“We won’t hit many more,” I gasped back.

We did hit another at that instant, and plowed through still another immediately afterward. Then we appeared to strike a comparatively smooth place, for we felt the rush and bump of the snow beneath almost constantly, though the spray of it became a blinding volume that meant suffocation and death.

“Cut the ropes!” shouted Gale, “and let her go!”

He was seated in the stern, and must have suited the action to the word, for I felt the bow, where I was, rise, and looking back saw Gale holding on for dear life to keep from spilling out behind. He did not look contented, and evidently had changed his mind about a through ticket. Like Uncle Laxart, he was willing to wait for the next balloon, or to walk, or to go in any way that was quieter. Ferratoni and Sturritt were also sawing at the side ropes, and I quickly got my knife ready to sever the single rope at the bow last. Mr. Sturritt succeeded in getting the ropes on his side cut off first, and for some moments our boat, or rather our sled, for it was that now, was pitching or rolling through the drifts on side or bottom, just as it happened. Then we seemed to right, and I guessed, though I could not see, that Ferratoni had in some manner got his ropes cut away. Our sled was being pulled now by its single cord up hill and down dale, helter-skelter, lickety-split, bounding, leaping, plunging, and courting destruction. From out of the madness of it all came Gale’s voice.

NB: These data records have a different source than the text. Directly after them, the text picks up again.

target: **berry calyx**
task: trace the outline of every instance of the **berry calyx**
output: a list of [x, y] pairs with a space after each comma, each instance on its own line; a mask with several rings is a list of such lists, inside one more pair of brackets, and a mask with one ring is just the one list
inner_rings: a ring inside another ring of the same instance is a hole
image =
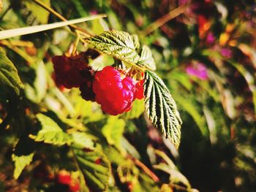
[[93, 82], [95, 100], [102, 110], [116, 115], [129, 111], [134, 100], [135, 83], [129, 77], [121, 77], [120, 72], [112, 66], [97, 72]]

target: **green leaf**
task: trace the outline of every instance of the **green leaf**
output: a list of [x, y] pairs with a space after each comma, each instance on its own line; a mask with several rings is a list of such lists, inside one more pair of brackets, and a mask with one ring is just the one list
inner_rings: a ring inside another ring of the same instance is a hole
[[39, 61], [36, 65], [36, 79], [34, 87], [29, 83], [25, 85], [26, 98], [34, 102], [39, 103], [45, 96], [47, 91], [46, 69], [42, 61]]
[[155, 73], [146, 71], [143, 91], [150, 120], [178, 148], [182, 121], [168, 89]]
[[70, 20], [67, 21], [57, 22], [57, 23], [50, 23], [50, 24], [45, 24], [45, 25], [40, 25], [40, 26], [30, 26], [30, 27], [23, 27], [19, 28], [1, 31], [0, 40], [16, 37], [16, 36], [20, 36], [20, 35], [34, 34], [40, 31], [47, 31], [47, 30], [50, 30], [56, 28], [67, 26], [69, 25], [72, 25], [78, 23], [85, 22], [87, 20], [98, 19], [104, 17], [105, 17], [105, 15], [102, 14], [102, 15], [97, 15], [93, 16], [82, 18], [79, 19]]
[[137, 64], [138, 65], [153, 71], [157, 69], [152, 52], [148, 46], [143, 45], [139, 55], [140, 58]]
[[138, 50], [138, 49], [140, 49], [139, 37], [136, 34], [132, 34], [132, 38], [133, 40], [133, 43], [135, 44], [135, 50]]
[[18, 71], [4, 50], [0, 47], [0, 96], [8, 98], [11, 94], [20, 95], [23, 85], [18, 74]]
[[33, 160], [34, 153], [30, 153], [26, 155], [16, 155], [12, 154], [12, 158], [15, 161], [15, 170], [13, 173], [13, 177], [15, 180], [20, 175], [22, 171], [24, 169], [25, 166], [29, 165]]
[[124, 130], [125, 122], [116, 116], [110, 116], [102, 132], [110, 145], [119, 147], [121, 138]]
[[36, 142], [44, 142], [56, 145], [69, 144], [69, 135], [64, 132], [51, 118], [41, 113], [37, 114], [37, 118], [41, 123], [42, 129], [37, 135], [30, 134], [30, 138]]
[[108, 191], [110, 163], [102, 150], [97, 147], [90, 151], [73, 147], [73, 152], [91, 191]]
[[143, 99], [135, 99], [133, 101], [132, 110], [125, 112], [123, 116], [124, 119], [138, 118], [144, 112], [144, 101]]
[[94, 142], [90, 136], [83, 132], [74, 132], [72, 134], [72, 145], [78, 147], [83, 147], [88, 150], [94, 149]]
[[133, 38], [127, 32], [112, 30], [85, 40], [95, 50], [129, 64], [135, 64], [140, 59]]
[[[50, 0], [40, 0], [42, 3], [46, 4], [48, 7], [50, 7]], [[35, 17], [36, 20], [42, 24], [47, 23], [48, 20], [48, 17], [50, 12], [42, 8], [40, 6], [37, 5], [32, 1], [23, 1], [24, 5], [29, 9], [29, 11], [31, 12], [33, 16]]]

“Here we come! Head us, somebody! Dern our fool souls, we’re runnin’ away!” And a second later, “Cut her, Nick, cut her! I can’t stick on any longer!”

“Cut her, Nick, cut her! I can’t stick on any longer!”—Page [202].

I had been holding the edge of my knife to the rope, hesitating to cut, for the reason that we appeared to have slowed down somewhat, and were yet making such excellent time. Now, with a slash, we were free.

There was a sudden halting, a plunge, a wild medley of legs and arms and ropes and Antarctic snow, and over all a tightly fitting cover, and blackness.

The cover was the overturned boat. The blackness, the inside of it, where I was. I was half stunned at first, however, and did not realize just what had occurred. Then I heard Gale’s voice outside.